Clément Scherrer : non, nous avons vraiment le sentiment que les marques ont tout à gagner à communiquer. Surtout quand leurs concurrents peuvent être tentés de couper les budgets. Si la France est indéniablement touchée, elle ne paraît pas en état de deuil, comme au lendemain des attentats. La catastrophe hospitalière a été évitée de justesse. Dans la plupart des études sur les préoccupations des Français, l’économie vient avant leur santé ou celle de leurs proches. On sent une impatience à reprendre une vie plus normale. Bref, on n’a donc pas l’impression de marcher sur des œufs comme on aurait pu le redouter il y a deux mois. Ensuite, pour une fois, la société de consommation n’est pour rien dans l’éclatement de la crise. Les entreprises et les marques la subissent au même titre que les particuliers. Si l’État est l’objet de toutes sortes de critiques, la mobilisation des marques et des entreprises a plutôt été très bien accueillie.

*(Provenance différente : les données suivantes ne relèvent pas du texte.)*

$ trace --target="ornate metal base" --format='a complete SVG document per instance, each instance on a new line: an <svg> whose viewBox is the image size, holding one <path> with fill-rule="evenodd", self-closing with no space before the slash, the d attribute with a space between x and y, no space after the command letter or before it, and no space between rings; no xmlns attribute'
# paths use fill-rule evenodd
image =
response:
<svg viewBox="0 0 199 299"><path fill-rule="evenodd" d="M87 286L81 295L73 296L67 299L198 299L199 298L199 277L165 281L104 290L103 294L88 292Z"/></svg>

On voit même certaines marques qui manquent aux gens, en contradiction avec tous ces chiffres qui nous indiquent que si les marques disparaissaient, tout le monde s’en ficherait. Donc la question, pour nous, ce n’est pas « communiquer ou pas », c’est plutôt « comment communiquer » ? Faut-il faire référence à la situation dans chaque prise de parole ? Peut-on rediffuser une campagne pré-existante sans risquer d’être hors de propos ? Les Français vont il avoir envie de discours plus responsables, plus empathiques, ou au contraire plus divertissants ? A ce stade, il est un peu tôt pour avoir des certitudes, et rares sont les études sur ces sujets qui ne sont pas grevées par les habituels biais du déclaratif. Nous n’avons pas l’impression que la crise sanitaire ait occasionné un bouleversement des valeurs si conséquent qu’il délégitime les discours des marques existants. En revanche, nous croyons que plus que jamais, les prises de paroles doivent être d’une grande justesse – par rapport à l’identité de la marque et à sa proposition – et d’une absolue légitimité – pas de discours engagé sans actes ni preuves en béton derrière.
4) Arrivez-vous à réfléchir à autre chose que la crise ?
Clément Scherrer : bien sûr et encore heureux. Si la crise prend forcément beaucoup de place, il y a mille autre sujets dans la tête et les conversations de tout le monde. Et il y a aussi des briefs qui arrivent et que la crise n’impacte pas. Ces dernières semaines, les tunnels de publicité ont un peu tourné à la litanie de remerciements, de recommandations sanitaires et d’hommages de toutes sortes. C’en est devenu un peu oppressant, comme si l’actualité ne l’était pas déjà assez. Si on donne toute la place à la crise, il ne faudra pas s’étonner que la crise prenne toute la place.